Recognizing Plant Physiology authors: Mario Fenech Torres
Mario Fenech Torre, first author of The role of GDP-L-Galactose phosphorylase in the control of ascorbate biosynthesis
Current Position: Postdoctoral researcher in the Plant biotechnology and Biochemistry Lab at the University of Malaga
Education: PhD in Molecular Biology (2020); MSc in Advanced Biotechnology (2015); Environmental Sciences BSc (2014)
Non-scientific Interests: play the guitar, Latin dancing, Crossfit and food
Brief bio: My curiosity for photosynthetic organisms was boosted immediately after the first lecture on algae given by Prof. Maria Altamirano in the first course of my 5-years university degree. This interest would only increase after I entered the department of ecology as an intern student at the end of the second course, when I had my first affair with science, mud and seaweeds. I was astonished by how the molecular rearrangements that algae undergo when exposed to air during low tides determine to perish or to thrive.
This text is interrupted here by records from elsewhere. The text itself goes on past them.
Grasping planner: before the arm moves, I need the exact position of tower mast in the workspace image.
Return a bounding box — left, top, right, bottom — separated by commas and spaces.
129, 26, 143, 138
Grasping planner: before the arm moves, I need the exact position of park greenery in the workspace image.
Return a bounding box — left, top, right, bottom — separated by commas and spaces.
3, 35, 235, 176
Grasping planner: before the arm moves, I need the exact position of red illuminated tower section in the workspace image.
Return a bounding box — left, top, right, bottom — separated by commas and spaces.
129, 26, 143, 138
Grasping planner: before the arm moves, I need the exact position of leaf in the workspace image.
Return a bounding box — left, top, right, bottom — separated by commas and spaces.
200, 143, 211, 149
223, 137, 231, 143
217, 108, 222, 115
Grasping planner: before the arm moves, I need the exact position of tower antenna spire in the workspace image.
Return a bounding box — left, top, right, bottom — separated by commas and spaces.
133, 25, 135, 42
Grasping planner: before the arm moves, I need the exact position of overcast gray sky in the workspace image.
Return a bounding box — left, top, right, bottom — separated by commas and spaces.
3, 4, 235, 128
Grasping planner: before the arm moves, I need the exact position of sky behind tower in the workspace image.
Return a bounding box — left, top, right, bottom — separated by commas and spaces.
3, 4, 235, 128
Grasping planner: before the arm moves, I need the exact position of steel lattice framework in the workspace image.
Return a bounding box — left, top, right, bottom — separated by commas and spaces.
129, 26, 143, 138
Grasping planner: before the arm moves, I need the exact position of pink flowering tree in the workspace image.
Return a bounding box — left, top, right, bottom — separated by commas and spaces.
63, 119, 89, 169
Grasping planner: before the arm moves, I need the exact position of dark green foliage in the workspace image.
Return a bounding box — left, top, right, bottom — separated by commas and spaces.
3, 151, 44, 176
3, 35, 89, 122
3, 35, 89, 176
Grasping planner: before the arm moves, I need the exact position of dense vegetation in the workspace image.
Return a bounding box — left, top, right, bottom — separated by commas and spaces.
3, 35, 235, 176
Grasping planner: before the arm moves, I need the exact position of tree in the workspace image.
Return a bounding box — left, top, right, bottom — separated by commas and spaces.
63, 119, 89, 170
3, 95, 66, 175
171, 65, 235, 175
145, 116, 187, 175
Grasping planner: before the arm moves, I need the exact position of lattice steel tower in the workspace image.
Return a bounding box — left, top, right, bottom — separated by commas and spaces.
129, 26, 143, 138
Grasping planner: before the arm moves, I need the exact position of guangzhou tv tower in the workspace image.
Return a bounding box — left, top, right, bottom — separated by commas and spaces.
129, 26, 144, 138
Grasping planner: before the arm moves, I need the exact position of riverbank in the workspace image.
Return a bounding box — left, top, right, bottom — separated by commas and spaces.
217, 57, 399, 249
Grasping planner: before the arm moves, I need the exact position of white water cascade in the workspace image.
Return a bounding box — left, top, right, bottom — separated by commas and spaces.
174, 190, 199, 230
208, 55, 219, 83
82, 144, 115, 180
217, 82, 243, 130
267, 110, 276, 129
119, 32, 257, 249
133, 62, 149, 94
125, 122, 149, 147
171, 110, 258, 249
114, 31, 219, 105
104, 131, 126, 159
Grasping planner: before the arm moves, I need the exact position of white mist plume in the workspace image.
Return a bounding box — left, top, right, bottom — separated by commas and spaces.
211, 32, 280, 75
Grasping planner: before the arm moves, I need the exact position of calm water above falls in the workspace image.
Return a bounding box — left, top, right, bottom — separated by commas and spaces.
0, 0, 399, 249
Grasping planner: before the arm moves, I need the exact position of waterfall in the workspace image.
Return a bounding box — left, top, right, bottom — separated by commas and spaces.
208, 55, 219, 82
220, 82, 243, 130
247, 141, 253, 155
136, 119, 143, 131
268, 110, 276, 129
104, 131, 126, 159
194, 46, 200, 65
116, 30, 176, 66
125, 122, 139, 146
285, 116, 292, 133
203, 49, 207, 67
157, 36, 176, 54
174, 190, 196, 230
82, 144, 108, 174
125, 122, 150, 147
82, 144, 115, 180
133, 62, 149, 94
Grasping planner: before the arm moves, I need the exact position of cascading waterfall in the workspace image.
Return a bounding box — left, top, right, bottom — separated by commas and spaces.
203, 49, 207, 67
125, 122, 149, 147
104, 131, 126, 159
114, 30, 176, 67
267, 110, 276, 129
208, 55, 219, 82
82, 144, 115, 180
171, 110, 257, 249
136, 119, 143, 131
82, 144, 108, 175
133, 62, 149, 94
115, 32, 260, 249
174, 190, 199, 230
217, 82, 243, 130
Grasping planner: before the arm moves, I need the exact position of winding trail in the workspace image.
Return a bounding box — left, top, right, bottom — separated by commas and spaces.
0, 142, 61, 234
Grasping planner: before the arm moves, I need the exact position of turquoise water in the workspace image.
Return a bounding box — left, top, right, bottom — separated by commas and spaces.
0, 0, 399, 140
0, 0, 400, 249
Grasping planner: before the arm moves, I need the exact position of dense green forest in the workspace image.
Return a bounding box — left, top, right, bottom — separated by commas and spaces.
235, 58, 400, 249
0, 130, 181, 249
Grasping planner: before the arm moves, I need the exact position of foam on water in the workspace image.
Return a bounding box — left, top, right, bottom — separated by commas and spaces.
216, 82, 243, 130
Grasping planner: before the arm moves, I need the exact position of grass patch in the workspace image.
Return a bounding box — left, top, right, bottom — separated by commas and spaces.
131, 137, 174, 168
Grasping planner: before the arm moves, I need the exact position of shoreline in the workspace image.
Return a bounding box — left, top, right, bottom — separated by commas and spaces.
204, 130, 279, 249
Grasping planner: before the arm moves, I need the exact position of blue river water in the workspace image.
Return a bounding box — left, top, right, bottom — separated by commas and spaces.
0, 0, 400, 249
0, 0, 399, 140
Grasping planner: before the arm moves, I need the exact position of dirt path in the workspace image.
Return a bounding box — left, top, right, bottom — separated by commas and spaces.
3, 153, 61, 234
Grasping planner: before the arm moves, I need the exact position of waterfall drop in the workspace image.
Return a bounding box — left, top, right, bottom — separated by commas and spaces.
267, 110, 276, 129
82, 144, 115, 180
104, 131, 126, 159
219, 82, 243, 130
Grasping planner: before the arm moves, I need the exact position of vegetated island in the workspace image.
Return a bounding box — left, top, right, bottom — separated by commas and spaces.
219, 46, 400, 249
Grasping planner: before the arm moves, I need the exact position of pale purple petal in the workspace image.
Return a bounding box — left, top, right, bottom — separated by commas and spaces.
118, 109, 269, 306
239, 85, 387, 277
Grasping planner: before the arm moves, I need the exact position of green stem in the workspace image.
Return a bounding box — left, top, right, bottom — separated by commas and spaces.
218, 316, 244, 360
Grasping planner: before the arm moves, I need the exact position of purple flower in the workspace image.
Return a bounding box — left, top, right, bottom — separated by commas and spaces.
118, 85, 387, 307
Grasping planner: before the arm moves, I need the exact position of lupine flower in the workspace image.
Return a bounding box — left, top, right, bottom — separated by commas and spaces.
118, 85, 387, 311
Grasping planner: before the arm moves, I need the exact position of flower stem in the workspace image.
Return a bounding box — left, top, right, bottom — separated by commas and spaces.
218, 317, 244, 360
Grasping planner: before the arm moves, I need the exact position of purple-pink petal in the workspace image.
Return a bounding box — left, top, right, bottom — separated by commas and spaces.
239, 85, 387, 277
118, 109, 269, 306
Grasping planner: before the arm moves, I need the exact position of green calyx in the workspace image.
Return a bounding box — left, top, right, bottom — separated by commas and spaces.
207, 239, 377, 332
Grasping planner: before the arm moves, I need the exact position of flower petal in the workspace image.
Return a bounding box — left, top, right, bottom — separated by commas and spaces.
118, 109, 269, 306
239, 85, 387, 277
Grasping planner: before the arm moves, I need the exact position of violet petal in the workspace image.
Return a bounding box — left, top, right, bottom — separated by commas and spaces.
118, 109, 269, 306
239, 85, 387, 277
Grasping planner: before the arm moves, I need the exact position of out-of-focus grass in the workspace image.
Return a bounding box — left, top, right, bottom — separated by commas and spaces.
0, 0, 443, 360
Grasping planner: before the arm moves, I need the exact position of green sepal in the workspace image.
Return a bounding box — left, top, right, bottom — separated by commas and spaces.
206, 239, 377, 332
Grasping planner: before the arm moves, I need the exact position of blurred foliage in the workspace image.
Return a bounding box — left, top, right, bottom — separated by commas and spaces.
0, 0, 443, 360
Therefore, at the end of my degree I swung from the macroscale of environment events to a molecular-based perspective of live and molecular adaptation to environmental cues, the leitmotiv that would drive my PhD.
L-Ascorbic acid, a.k.a. vitamin C, is the most abundant water-soluble antioxidant and it is a major scavenger of reactive oxygen species, which emerge as a consequence of aerobic metabolism in a number of processes, many of which are affected by environmental conditions (like photosynthesis). Thus, a deep understanding on how ascorbate was biosynthesized and how it could be increased became the main interest of my PhD. From a biological point of view, ascorbate is essential to cope with abiotic stresses such as high irradiance or salinity, and, from a biotechnological perspective, ascorbate has a plethora of roles and benefits over plants and humans health. Under the supervision of Prof. Miguel A. Botella and the collaboration of Prof. Nicholas Smirnoff, in this work we studied how the enzymes that biosynthesize ascorbate in Arabidopsis thaliana are organized in space within the cell and how increasing the concentration of each of these enzymes affected to ascorbate concentration. We found that GDP-L-galactose phosphorylase (GGP), the bottleneck of the pathway, controls the ascorbate pool because its protein concentration is significantly lower than the rest of enzymes. Therefore, its overexpression results in a 3-fold increase of ascorbate whereas none of the other enzymes overexpression resulted in an increase of ascorbate concentration. Finally, a metabolic control analysis using the known kinetic properties of the enzymes provides the rationale behind the strength of GGP control over the flux of the pathway.